Strona 1 z 1

Młynarz postarzał się o 5 lat w ciągu 18dni ;)

: wt 04 lip 2017, 23:02
autor: Bartosz_Sko
Witam

Ciekawostka dotycząca wieku osób, które występują w akcie zejścia Mateusza Skórzewskiego i jego żony jako świadkowie, czyli osoby bezpośrednio rozmawiające z księdzem.

20 czerwca zejście prapradziadka zgłasza pewien trzydziestu letni Młynarz i Leśny lat dwadzieścia osiem.
akt 35: http://metryki.genealodzy.pl/metryka.ph ... 322&y=1463


8 lipca tego samego roku, czyli 18 dni później te same osoby zgłaszają zejście praprababki i mają już odpowiednio: Młynarz lat trzydzieści pięć! i Leśny lat trzydzieści.
akt 37: http://metryki.genealodzy.pl/metryka.ph ... 117&y=1348

pozdrawiam
Bartosz S

Młynarz postarzał się o 5 lat w ciągu 18dni ;)

: wt 04 lip 2017, 23:29
autor: Sroczyński_Włodzimierz
jak się będziesz zmartwiał takimi szczegółami to może nie postarzejesz się w 18 dni o 5 lat, ale osiwienie grozi (tym bardziej im więcej w 18 dni aktów przeczytasz i przeanalizujesz:)

Młynarz postarzał się o 5 lat w ciągu 18dni ;)

: śr 05 lip 2017, 00:54
autor: KarwalskaJustyna
To musiały być bardzo intensywne 18 dni :)




Justyna

Młynarz postarzał się o 5 lat w ciągu 18dni ;)

: śr 05 lip 2017, 09:26
autor: xtedek
Bartoszu to niestety nie jest ciekawostka a pewien standard w metrykach.
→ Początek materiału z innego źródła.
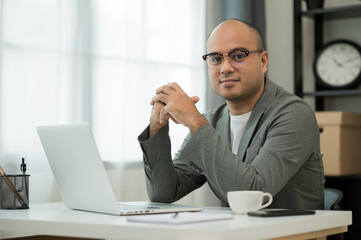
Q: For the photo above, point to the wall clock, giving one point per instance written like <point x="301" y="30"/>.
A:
<point x="337" y="65"/>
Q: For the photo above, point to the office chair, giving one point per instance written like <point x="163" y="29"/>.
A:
<point x="332" y="197"/>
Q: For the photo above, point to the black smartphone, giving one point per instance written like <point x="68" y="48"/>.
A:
<point x="280" y="213"/>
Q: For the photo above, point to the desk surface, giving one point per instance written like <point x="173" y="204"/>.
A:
<point x="56" y="219"/>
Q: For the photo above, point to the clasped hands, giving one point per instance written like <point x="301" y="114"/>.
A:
<point x="171" y="102"/>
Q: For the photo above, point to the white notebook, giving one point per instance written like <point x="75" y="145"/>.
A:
<point x="180" y="218"/>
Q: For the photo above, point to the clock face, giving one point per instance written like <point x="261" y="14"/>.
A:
<point x="338" y="65"/>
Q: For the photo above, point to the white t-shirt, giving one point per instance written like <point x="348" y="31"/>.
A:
<point x="238" y="125"/>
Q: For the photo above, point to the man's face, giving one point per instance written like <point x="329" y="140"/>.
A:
<point x="245" y="82"/>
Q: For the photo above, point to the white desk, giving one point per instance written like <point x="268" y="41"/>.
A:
<point x="55" y="219"/>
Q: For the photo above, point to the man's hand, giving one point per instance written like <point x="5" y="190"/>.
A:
<point x="172" y="102"/>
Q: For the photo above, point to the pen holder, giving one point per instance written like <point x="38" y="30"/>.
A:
<point x="14" y="191"/>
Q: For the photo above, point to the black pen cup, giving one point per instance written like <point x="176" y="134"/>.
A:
<point x="14" y="191"/>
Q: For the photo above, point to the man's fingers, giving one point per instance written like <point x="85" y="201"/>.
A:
<point x="159" y="98"/>
<point x="195" y="99"/>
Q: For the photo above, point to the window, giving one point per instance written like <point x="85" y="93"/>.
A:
<point x="95" y="61"/>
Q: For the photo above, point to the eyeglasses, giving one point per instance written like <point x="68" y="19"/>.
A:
<point x="215" y="60"/>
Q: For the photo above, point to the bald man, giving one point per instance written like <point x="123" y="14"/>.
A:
<point x="262" y="138"/>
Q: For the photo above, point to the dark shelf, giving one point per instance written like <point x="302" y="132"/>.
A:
<point x="335" y="12"/>
<point x="334" y="93"/>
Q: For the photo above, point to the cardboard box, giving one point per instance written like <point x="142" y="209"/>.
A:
<point x="340" y="134"/>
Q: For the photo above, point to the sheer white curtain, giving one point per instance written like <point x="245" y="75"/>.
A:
<point x="100" y="61"/>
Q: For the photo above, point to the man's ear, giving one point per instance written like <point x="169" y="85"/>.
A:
<point x="264" y="61"/>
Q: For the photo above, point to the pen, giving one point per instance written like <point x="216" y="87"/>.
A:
<point x="12" y="187"/>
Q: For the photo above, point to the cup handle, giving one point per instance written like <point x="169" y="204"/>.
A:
<point x="270" y="199"/>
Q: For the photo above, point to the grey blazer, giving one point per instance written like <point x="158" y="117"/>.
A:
<point x="279" y="153"/>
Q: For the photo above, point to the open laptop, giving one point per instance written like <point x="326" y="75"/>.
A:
<point x="81" y="177"/>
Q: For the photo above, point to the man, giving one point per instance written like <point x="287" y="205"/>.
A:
<point x="262" y="138"/>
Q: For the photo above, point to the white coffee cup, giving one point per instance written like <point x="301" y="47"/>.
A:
<point x="247" y="201"/>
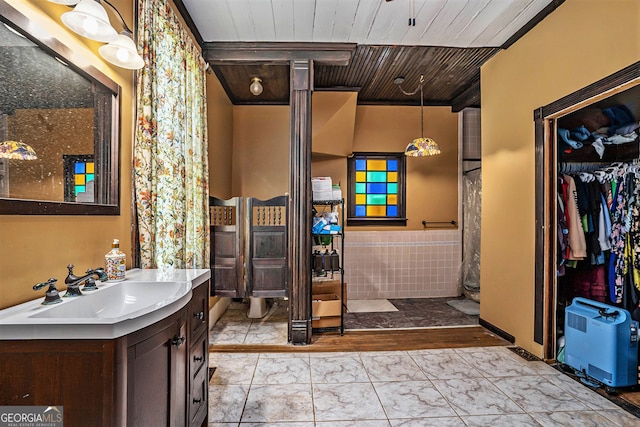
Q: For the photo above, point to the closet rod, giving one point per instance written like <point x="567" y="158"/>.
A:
<point x="575" y="167"/>
<point x="471" y="170"/>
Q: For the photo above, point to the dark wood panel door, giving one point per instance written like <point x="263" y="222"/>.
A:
<point x="227" y="246"/>
<point x="157" y="380"/>
<point x="267" y="247"/>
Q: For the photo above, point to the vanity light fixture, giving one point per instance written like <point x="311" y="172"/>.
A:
<point x="89" y="19"/>
<point x="419" y="147"/>
<point x="65" y="2"/>
<point x="256" y="86"/>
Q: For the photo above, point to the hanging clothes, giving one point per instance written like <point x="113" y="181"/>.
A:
<point x="598" y="235"/>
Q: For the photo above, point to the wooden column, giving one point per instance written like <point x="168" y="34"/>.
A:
<point x="300" y="201"/>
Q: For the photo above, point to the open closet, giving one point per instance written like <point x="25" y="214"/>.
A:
<point x="587" y="202"/>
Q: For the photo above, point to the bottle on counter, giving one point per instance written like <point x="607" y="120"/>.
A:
<point x="115" y="262"/>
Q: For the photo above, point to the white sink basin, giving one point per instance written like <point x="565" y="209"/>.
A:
<point x="111" y="311"/>
<point x="118" y="301"/>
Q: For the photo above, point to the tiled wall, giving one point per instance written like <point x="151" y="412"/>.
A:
<point x="402" y="264"/>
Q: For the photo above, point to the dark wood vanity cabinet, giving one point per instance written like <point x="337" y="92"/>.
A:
<point x="198" y="360"/>
<point x="157" y="376"/>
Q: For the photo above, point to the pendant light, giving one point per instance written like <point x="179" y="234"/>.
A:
<point x="16" y="150"/>
<point x="122" y="52"/>
<point x="419" y="147"/>
<point x="90" y="20"/>
<point x="256" y="86"/>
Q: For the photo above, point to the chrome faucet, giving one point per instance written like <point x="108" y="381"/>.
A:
<point x="51" y="296"/>
<point x="74" y="282"/>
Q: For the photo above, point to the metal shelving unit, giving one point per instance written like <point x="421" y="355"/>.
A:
<point x="333" y="242"/>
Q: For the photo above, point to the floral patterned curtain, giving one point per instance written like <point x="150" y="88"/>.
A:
<point x="170" y="165"/>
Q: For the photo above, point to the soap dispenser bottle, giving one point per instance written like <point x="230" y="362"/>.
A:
<point x="115" y="262"/>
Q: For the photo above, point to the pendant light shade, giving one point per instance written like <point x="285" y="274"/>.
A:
<point x="90" y="20"/>
<point x="16" y="150"/>
<point x="122" y="52"/>
<point x="419" y="147"/>
<point x="256" y="86"/>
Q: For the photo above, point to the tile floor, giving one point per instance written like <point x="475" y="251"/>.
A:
<point x="487" y="386"/>
<point x="235" y="328"/>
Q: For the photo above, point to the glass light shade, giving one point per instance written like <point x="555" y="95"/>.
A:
<point x="256" y="86"/>
<point x="16" y="150"/>
<point x="422" y="147"/>
<point x="122" y="52"/>
<point x="65" y="2"/>
<point x="90" y="20"/>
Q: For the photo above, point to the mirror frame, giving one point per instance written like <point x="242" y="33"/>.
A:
<point x="110" y="175"/>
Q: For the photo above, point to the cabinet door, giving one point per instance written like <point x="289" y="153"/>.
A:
<point x="199" y="381"/>
<point x="199" y="311"/>
<point x="227" y="250"/>
<point x="157" y="378"/>
<point x="267" y="247"/>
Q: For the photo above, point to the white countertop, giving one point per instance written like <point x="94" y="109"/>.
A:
<point x="146" y="296"/>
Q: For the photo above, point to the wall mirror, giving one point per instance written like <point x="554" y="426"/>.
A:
<point x="59" y="126"/>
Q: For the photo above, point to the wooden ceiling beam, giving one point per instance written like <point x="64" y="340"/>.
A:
<point x="218" y="53"/>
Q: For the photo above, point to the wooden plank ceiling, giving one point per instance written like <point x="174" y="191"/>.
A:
<point x="449" y="42"/>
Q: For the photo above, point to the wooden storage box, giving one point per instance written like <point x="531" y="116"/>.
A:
<point x="320" y="287"/>
<point x="326" y="322"/>
<point x="323" y="305"/>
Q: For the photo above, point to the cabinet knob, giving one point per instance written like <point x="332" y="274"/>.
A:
<point x="177" y="341"/>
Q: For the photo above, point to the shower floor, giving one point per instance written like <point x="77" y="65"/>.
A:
<point x="234" y="327"/>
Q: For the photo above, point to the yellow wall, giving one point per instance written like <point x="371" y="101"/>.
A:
<point x="432" y="182"/>
<point x="220" y="132"/>
<point x="261" y="151"/>
<point x="35" y="248"/>
<point x="573" y="47"/>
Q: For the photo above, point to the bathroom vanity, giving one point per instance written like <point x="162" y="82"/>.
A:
<point x="145" y="366"/>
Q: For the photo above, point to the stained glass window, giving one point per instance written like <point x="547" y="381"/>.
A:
<point x="79" y="178"/>
<point x="376" y="189"/>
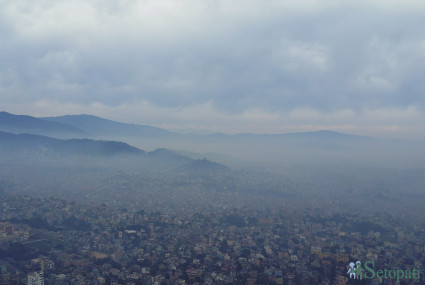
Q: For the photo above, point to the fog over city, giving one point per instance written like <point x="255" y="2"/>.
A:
<point x="212" y="142"/>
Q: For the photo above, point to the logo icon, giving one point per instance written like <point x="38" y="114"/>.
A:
<point x="355" y="270"/>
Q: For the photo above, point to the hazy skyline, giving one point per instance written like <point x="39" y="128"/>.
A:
<point x="220" y="66"/>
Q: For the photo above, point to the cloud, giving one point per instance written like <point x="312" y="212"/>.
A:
<point x="275" y="57"/>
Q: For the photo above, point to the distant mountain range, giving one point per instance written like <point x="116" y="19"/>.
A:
<point x="36" y="144"/>
<point x="98" y="127"/>
<point x="223" y="148"/>
<point x="27" y="124"/>
<point x="89" y="126"/>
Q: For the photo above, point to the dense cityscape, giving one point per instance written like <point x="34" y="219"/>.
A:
<point x="53" y="241"/>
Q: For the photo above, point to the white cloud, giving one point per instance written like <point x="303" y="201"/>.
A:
<point x="231" y="66"/>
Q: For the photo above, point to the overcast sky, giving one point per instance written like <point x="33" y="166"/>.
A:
<point x="220" y="66"/>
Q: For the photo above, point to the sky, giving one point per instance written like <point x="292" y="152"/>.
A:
<point x="219" y="66"/>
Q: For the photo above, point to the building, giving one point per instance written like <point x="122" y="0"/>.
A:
<point x="36" y="278"/>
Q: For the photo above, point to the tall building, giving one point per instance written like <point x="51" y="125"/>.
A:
<point x="36" y="278"/>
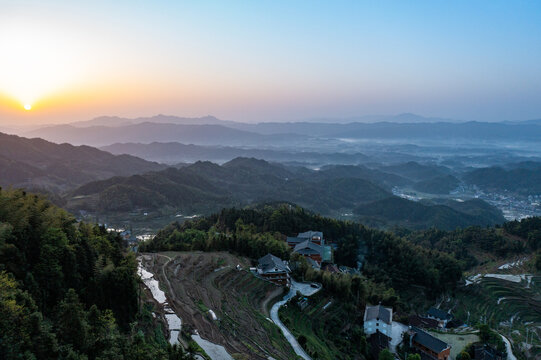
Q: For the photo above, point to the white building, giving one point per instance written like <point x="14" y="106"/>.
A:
<point x="378" y="318"/>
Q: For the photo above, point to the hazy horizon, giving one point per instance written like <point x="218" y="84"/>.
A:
<point x="262" y="61"/>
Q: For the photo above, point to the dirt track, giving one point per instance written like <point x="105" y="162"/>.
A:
<point x="196" y="282"/>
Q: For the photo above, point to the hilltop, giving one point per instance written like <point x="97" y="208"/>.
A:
<point x="37" y="163"/>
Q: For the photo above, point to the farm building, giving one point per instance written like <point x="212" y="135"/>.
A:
<point x="428" y="346"/>
<point x="274" y="269"/>
<point x="441" y="316"/>
<point x="378" y="319"/>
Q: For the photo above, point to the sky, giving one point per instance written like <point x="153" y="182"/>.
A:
<point x="269" y="60"/>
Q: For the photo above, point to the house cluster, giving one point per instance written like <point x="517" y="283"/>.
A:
<point x="311" y="245"/>
<point x="378" y="326"/>
<point x="274" y="269"/>
<point x="434" y="319"/>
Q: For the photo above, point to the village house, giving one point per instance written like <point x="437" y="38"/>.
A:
<point x="315" y="237"/>
<point x="427" y="345"/>
<point x="311" y="245"/>
<point x="378" y="319"/>
<point x="441" y="316"/>
<point x="274" y="269"/>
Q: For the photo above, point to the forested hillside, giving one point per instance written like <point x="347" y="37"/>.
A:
<point x="386" y="259"/>
<point x="68" y="290"/>
<point x="40" y="164"/>
<point x="205" y="187"/>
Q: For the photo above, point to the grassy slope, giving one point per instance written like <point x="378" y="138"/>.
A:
<point x="322" y="328"/>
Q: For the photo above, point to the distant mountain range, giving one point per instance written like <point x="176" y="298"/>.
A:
<point x="115" y="121"/>
<point x="417" y="215"/>
<point x="205" y="187"/>
<point x="211" y="131"/>
<point x="174" y="152"/>
<point x="151" y="132"/>
<point x="36" y="163"/>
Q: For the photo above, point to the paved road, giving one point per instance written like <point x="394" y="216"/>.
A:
<point x="510" y="355"/>
<point x="304" y="289"/>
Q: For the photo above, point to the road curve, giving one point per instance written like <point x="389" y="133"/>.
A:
<point x="304" y="289"/>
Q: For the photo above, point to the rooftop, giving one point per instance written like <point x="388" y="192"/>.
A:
<point x="308" y="247"/>
<point x="310" y="234"/>
<point x="271" y="263"/>
<point x="439" y="314"/>
<point x="428" y="341"/>
<point x="378" y="312"/>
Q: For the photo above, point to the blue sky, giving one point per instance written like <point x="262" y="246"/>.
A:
<point x="287" y="60"/>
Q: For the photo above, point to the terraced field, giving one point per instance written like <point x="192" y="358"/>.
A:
<point x="327" y="329"/>
<point x="199" y="285"/>
<point x="511" y="308"/>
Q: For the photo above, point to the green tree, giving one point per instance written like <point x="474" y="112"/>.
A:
<point x="385" y="354"/>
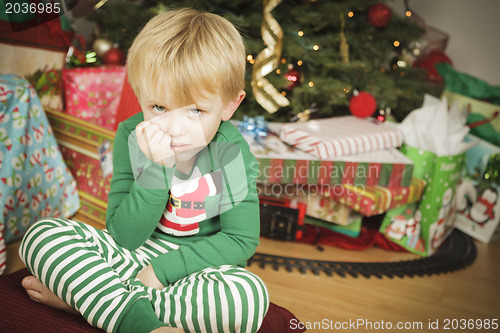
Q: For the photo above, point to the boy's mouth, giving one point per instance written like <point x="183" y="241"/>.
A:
<point x="177" y="147"/>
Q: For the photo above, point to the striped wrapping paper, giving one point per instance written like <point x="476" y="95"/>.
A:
<point x="374" y="200"/>
<point x="280" y="163"/>
<point x="340" y="136"/>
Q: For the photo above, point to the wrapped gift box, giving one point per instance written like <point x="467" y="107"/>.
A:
<point x="34" y="180"/>
<point x="93" y="94"/>
<point x="86" y="149"/>
<point x="27" y="46"/>
<point x="478" y="195"/>
<point x="318" y="201"/>
<point x="374" y="200"/>
<point x="340" y="136"/>
<point x="284" y="164"/>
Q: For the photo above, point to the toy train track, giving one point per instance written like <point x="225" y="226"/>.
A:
<point x="458" y="252"/>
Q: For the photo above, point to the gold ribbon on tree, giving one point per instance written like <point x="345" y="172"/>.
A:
<point x="267" y="60"/>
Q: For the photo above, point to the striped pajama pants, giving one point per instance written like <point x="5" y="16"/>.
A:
<point x="87" y="269"/>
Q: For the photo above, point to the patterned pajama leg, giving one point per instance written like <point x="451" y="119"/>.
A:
<point x="86" y="268"/>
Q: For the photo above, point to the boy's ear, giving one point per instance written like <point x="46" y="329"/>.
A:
<point x="233" y="105"/>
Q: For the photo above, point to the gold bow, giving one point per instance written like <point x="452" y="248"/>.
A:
<point x="267" y="60"/>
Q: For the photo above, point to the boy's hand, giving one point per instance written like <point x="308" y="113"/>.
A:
<point x="154" y="143"/>
<point x="148" y="278"/>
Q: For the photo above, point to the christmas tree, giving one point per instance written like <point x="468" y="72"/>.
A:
<point x="319" y="52"/>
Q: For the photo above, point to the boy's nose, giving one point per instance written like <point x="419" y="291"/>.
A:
<point x="172" y="124"/>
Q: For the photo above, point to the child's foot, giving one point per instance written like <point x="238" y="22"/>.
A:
<point x="168" y="330"/>
<point x="38" y="292"/>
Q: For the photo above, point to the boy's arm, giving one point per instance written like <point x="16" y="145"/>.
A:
<point x="239" y="232"/>
<point x="134" y="205"/>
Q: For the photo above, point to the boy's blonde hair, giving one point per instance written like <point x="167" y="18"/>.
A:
<point x="190" y="52"/>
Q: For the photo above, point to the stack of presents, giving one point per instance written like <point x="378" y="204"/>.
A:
<point x="335" y="173"/>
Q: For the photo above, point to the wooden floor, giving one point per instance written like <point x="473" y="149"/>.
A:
<point x="368" y="305"/>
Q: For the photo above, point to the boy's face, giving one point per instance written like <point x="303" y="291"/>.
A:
<point x="190" y="127"/>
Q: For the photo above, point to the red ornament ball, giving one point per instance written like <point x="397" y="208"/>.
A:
<point x="114" y="56"/>
<point x="428" y="62"/>
<point x="363" y="105"/>
<point x="379" y="15"/>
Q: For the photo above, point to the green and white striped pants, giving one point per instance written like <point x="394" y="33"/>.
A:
<point x="86" y="268"/>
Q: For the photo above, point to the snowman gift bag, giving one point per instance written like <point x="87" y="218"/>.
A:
<point x="478" y="195"/>
<point x="434" y="141"/>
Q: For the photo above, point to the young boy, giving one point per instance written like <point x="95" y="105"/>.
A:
<point x="183" y="211"/>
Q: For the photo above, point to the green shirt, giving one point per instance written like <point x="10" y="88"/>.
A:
<point x="140" y="191"/>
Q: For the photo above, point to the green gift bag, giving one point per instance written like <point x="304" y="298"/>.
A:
<point x="422" y="227"/>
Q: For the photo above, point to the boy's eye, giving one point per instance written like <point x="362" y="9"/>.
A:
<point x="158" y="108"/>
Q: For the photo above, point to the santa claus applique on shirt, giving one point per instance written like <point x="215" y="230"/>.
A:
<point x="186" y="206"/>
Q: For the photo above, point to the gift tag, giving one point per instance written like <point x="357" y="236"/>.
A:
<point x="105" y="158"/>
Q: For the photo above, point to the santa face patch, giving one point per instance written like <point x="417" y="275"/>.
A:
<point x="188" y="203"/>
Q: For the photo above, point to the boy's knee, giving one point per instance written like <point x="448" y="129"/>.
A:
<point x="38" y="231"/>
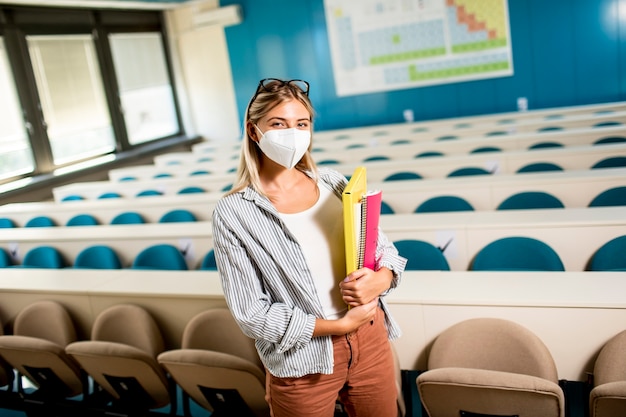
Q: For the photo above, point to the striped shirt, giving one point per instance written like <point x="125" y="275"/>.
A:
<point x="269" y="287"/>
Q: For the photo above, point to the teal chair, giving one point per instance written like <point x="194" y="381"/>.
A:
<point x="610" y="139"/>
<point x="530" y="200"/>
<point x="128" y="217"/>
<point x="611" y="162"/>
<point x="98" y="257"/>
<point x="191" y="190"/>
<point x="109" y="195"/>
<point x="467" y="171"/>
<point x="612" y="197"/>
<point x="178" y="215"/>
<point x="385" y="208"/>
<point x="610" y="257"/>
<point x="444" y="203"/>
<point x="545" y="145"/>
<point x="208" y="262"/>
<point x="5" y="259"/>
<point x="40" y="221"/>
<point x="82" y="220"/>
<point x="6" y="223"/>
<point x="160" y="256"/>
<point x="517" y="253"/>
<point x="421" y="256"/>
<point x="44" y="257"/>
<point x="539" y="167"/>
<point x="402" y="176"/>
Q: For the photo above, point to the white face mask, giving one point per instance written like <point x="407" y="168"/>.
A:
<point x="285" y="146"/>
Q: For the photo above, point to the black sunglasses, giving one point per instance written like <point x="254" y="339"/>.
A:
<point x="271" y="85"/>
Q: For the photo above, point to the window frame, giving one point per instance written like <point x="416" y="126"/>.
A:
<point x="18" y="22"/>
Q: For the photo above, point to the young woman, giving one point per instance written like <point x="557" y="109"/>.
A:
<point x="279" y="247"/>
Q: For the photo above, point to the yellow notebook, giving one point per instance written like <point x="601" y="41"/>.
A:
<point x="351" y="199"/>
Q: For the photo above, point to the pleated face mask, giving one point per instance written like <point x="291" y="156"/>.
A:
<point x="285" y="146"/>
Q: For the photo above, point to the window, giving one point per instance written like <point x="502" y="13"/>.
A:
<point x="72" y="96"/>
<point x="16" y="157"/>
<point x="145" y="91"/>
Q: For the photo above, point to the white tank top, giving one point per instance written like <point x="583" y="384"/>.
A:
<point x="319" y="231"/>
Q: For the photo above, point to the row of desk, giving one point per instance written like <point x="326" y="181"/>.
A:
<point x="574" y="313"/>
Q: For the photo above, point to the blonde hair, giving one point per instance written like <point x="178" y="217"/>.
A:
<point x="267" y="97"/>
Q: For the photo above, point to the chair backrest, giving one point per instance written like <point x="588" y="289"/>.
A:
<point x="191" y="190"/>
<point x="6" y="223"/>
<point x="200" y="333"/>
<point x="401" y="176"/>
<point x="47" y="320"/>
<point x="493" y="344"/>
<point x="610" y="366"/>
<point x="529" y="200"/>
<point x="5" y="258"/>
<point x="444" y="203"/>
<point x="82" y="220"/>
<point x="111" y="194"/>
<point x="131" y="325"/>
<point x="517" y="253"/>
<point x="178" y="215"/>
<point x="160" y="256"/>
<point x="98" y="257"/>
<point x="36" y="349"/>
<point x="539" y="167"/>
<point x="611" y="162"/>
<point x="128" y="217"/>
<point x="421" y="256"/>
<point x="44" y="257"/>
<point x="611" y="256"/>
<point x="466" y="171"/>
<point x="615" y="196"/>
<point x="208" y="262"/>
<point x="40" y="221"/>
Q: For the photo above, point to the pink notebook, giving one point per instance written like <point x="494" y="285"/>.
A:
<point x="370" y="211"/>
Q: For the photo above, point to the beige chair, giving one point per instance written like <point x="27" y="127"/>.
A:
<point x="36" y="349"/>
<point x="218" y="366"/>
<point x="608" y="397"/>
<point x="121" y="359"/>
<point x="490" y="366"/>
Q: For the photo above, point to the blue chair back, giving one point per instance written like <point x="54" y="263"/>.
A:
<point x="82" y="220"/>
<point x="160" y="256"/>
<point x="462" y="172"/>
<point x="178" y="215"/>
<point x="421" y="256"/>
<point x="539" y="167"/>
<point x="208" y="262"/>
<point x="444" y="203"/>
<point x="611" y="162"/>
<point x="5" y="259"/>
<point x="128" y="217"/>
<point x="612" y="197"/>
<point x="40" y="221"/>
<point x="611" y="256"/>
<point x="6" y="223"/>
<point x="44" y="257"/>
<point x="529" y="200"/>
<point x="401" y="176"/>
<point x="98" y="257"/>
<point x="517" y="253"/>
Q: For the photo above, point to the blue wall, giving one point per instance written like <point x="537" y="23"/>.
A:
<point x="565" y="53"/>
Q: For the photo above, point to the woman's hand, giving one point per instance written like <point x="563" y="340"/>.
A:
<point x="364" y="285"/>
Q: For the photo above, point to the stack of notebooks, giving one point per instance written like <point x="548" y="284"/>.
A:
<point x="361" y="216"/>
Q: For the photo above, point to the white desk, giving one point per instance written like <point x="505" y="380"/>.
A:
<point x="574" y="313"/>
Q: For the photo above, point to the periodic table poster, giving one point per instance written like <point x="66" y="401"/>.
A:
<point x="383" y="45"/>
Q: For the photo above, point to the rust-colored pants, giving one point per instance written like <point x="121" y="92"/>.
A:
<point x="363" y="378"/>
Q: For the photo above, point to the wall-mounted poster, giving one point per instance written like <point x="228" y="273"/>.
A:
<point x="383" y="45"/>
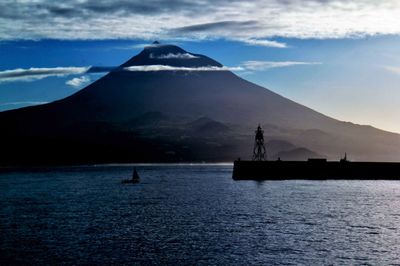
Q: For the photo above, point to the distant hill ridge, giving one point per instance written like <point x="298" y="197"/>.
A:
<point x="111" y="120"/>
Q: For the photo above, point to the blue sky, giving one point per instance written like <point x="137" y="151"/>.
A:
<point x="341" y="58"/>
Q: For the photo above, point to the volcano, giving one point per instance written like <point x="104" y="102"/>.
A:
<point x="169" y="105"/>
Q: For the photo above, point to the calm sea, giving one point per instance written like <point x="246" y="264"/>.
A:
<point x="191" y="214"/>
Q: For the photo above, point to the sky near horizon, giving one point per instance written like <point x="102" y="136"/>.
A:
<point x="341" y="58"/>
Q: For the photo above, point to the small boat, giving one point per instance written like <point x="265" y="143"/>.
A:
<point x="135" y="178"/>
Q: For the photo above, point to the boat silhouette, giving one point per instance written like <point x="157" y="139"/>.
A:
<point x="135" y="178"/>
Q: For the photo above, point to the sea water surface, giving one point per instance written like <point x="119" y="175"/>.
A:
<point x="193" y="214"/>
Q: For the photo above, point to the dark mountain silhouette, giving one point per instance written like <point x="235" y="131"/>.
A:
<point x="158" y="116"/>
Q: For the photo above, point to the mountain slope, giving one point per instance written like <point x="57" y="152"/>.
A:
<point x="107" y="106"/>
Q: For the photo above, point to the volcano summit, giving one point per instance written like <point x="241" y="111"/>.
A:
<point x="169" y="105"/>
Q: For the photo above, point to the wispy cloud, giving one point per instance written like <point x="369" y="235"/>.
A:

Przekonasz się o tym jak przejrzysz nie 2 a 2 tysiące metryk. Ja miałem kiedyś problem z ustaleniem daty urodzenia Urbana Tetka, ponieważ w Malużynie przed 1784 rokiem nic się nie zachowało. Początkowo myślałem, że mogło być ich dwóch skoro jeden lat 50, a kilka lat wcześniej lat 30. Rozpisałem więc w excelu wszystkie jego wystąpienia w metrykach wraz z wpisanym wtedy rokiem i wiekiem. Okazało się, że na pewno był tylko jeden Urban Tetek. A największa rozbieżność w wyliczonej przeze mnie dacie jego urodzenia to było ok 16 lat. Dlatego w drzewie mam zapisaną wyliczoną wtedy średnią - urodzony 1773 ale tak naprawdę jest to +/- 8 lat, a kto wie może i więcej.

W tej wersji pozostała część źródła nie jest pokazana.